Preferably, each cell is defined by a substantially spherical surface and by a set of facets associated therewith, the cells defining dimensions or a horizontal pitch and a vertical pitch in the approximate range 5 to 30 mm.

The substantially spherical surfaces are preferably convex.

Preferably, the facets in each set are hollow.

The facets in each set are preferably bounded laterally by cut-off facets which are slightly inclined with respect to the direction of the parallel beam.

Preferably, the facets are joined together along horizontal lines.

Each set of facets may consist of two oblique facets which are symmetrical with respect to a median line of the corresponding cell.

Alternatively, each set of facets may consist of a central facet extending substantially at right angles to the direction of the parallel beam, together with two oblique facets lying on either side of the central facet, the oblique facets being symmetrical with respect to a median line of the corresponding cell.
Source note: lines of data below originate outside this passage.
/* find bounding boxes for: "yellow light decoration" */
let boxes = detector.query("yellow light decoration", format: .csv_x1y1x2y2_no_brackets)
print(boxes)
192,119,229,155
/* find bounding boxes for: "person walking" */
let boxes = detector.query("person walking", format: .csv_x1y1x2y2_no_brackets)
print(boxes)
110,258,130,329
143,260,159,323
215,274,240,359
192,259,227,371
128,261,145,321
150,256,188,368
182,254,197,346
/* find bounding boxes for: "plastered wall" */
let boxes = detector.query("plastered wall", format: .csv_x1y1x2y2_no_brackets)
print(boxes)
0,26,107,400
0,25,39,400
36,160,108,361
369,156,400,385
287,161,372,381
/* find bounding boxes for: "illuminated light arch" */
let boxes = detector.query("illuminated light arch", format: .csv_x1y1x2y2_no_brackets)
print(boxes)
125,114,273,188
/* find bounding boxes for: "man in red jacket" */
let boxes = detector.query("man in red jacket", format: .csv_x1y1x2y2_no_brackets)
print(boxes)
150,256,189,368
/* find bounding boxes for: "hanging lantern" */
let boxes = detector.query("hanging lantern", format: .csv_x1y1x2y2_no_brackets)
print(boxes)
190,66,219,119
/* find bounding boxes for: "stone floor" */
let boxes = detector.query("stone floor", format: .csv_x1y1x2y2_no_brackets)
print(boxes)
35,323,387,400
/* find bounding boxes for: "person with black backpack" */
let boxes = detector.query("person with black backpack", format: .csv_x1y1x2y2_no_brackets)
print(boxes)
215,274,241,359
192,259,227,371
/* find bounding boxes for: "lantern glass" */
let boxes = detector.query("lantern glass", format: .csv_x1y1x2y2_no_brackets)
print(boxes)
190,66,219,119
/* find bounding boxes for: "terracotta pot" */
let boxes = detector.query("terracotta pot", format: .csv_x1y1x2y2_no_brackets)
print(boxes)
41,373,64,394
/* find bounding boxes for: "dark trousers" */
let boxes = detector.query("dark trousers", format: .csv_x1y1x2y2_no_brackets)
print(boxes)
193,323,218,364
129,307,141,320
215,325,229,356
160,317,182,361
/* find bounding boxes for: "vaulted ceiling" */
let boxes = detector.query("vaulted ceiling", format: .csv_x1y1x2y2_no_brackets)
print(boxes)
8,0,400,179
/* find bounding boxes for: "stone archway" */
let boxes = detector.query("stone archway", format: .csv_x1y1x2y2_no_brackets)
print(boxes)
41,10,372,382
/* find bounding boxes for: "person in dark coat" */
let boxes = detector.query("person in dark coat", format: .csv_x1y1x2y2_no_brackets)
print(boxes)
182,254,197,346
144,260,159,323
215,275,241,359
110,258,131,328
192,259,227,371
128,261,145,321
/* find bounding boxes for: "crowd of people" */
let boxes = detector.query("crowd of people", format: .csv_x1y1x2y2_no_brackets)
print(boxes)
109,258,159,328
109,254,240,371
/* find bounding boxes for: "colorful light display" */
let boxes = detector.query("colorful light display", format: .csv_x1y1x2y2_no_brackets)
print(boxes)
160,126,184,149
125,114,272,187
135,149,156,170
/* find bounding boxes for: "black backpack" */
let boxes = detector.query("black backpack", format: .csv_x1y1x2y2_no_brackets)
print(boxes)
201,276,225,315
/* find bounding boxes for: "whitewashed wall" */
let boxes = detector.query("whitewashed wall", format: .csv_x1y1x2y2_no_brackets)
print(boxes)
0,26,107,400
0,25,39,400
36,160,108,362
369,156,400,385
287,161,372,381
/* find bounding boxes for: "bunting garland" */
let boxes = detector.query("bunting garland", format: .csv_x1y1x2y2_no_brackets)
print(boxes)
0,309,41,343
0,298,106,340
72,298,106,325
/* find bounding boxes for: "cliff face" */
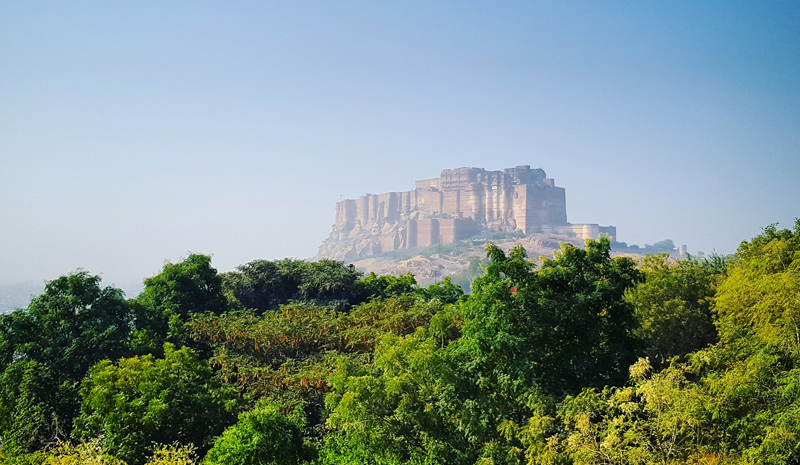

Again, each set of facets may consist of a pair of oblique central facets, together with a pair of external facets orientated more obliquely.

According to a preferred feature of the invention, the obliquity of the facets is determined to correct the spread provided by the corresponding substantially spherical surface, either only in the vertical direction, or only in the horizontal direction. Thus the screen by itself provides a horizontal spread and a vertical spread, in accordance with regulations and different from each other.

Preferably, the cover lens is smooth on both its faces and lies substantially parallel to the intermediate screen.

According to the invention in a second aspect, a method is provided for making an intermediate screen for a side lamp display or indicating light for a motor vehicle. The screen cooperates with a substantially point light source and with a flux recuperating means that produces an essentially parallel light beam in which the screen is to be interposed. The indicating light is adapted to provide illumination over a given horizontal angular field and vertical angular field, characterised in that the method includes the steps of:

designing a generally spherical elementary surface which, being formed on a zone of the inner face of the screen, provides deflection for the light covering one of the two angular fields;

designing a set of flat facets which, being formed on the outer face of the screen in line with the generally spherical elementary surface, provide deflection for the light covering the other angular field;

forming a mold having a set of generally spherical elementary surfaces on a first half of the mold and a homologous series of the set of flat facets on the other half of the mold; and

molding the intermediate screen using the mold.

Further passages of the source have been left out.